TOKYO (Reuters) - Bank of Japan policymakers debated the feasibility of ramping up stimulus in the near future when they met for a rate review in September, a summary of their opinions showed on Monday, as intensifying overseas risks cloud the economic outlook.
Some in the nine-member board stressed the need to communicate to markets the BOJ has all options on the table including cutting interest rates, increasing asset buying and printing money at a faster pace, the summary of the Sept. 18-19 meeting showed.
“There is a significant chance the economy will lose momentum to hit our price target. As such, we should consider whether or not to take additional easing steps,” one member was quoted as saying. “The BOJ needs to consider all possible policy measures without preconception,” the member added.
Another board member said it was important for the BOJ to communicate to markets it has not run out of policy options, and that “any kinds of measures are possible at all times.”

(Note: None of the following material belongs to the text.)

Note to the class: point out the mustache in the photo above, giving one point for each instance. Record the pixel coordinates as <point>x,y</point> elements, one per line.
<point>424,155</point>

At the September meeting, the BOJ kept policy steady but signaled the chance of expanding stimulus as early as its next meeting in October by issuing a stronger warning on overseas risks.
Board members Goushi Kataoka and Yutaka Harada dissented on the decision to keep the BOJ’s yield targets intact, arguing that stronger stimulus measures were needed to fight off risks to Japan’s fragile economic recovery.
In keeping policy steady, the BOJ said Japan’s economy continued to expand moderately as a trend, and that the bank will act if risks threaten to derail the path toward achieving its elusive 2% price target.
Some board members warned that overseas risks, such as the simmering Sino-U.S. trade war, could delay any pick-up in global demand and may already have inflicted enough harm to Japan’s economy to justify action.
But several others appeared wary of pre-committing to action too hastily, signaling that more time was needed to determine whether the benefits of ramping up an already massive stimulus exceeded the costs, the summary showed.
“At the October meeting, it’s important to re-examine economic and price developments,” while taking into account the outcome of the BOJ’s quarterly “tankan” business sentiment survey due on Oct. 1 and the analyses of the central bank’s regional branch managers, one member said.
“That said, the BOJ should not have any preconceptions at this point regarding the outcome of its examination and future policy conduct,” the member was quoted as saying.
Under its yield curve control (YCC) policy, the BOJ pledges to guide short-term rates at -0.1% and the 10-year government bond yield around 0%. It also buys government bonds and risky assets to accelerate inflation to its 2% price goal.
The BOJ is in a bind. Years of heavy money printing has failed to fire up inflation and left it with few ammunition to fight the next recession.
Prolonged ultra-low rates have also strained financial institutions’ profits. While BOJ Governor Haruhiko Kuroda has said he won’t rule out deepening negative rates, critics of his policies say any such move could push some regional banks into financial trouble.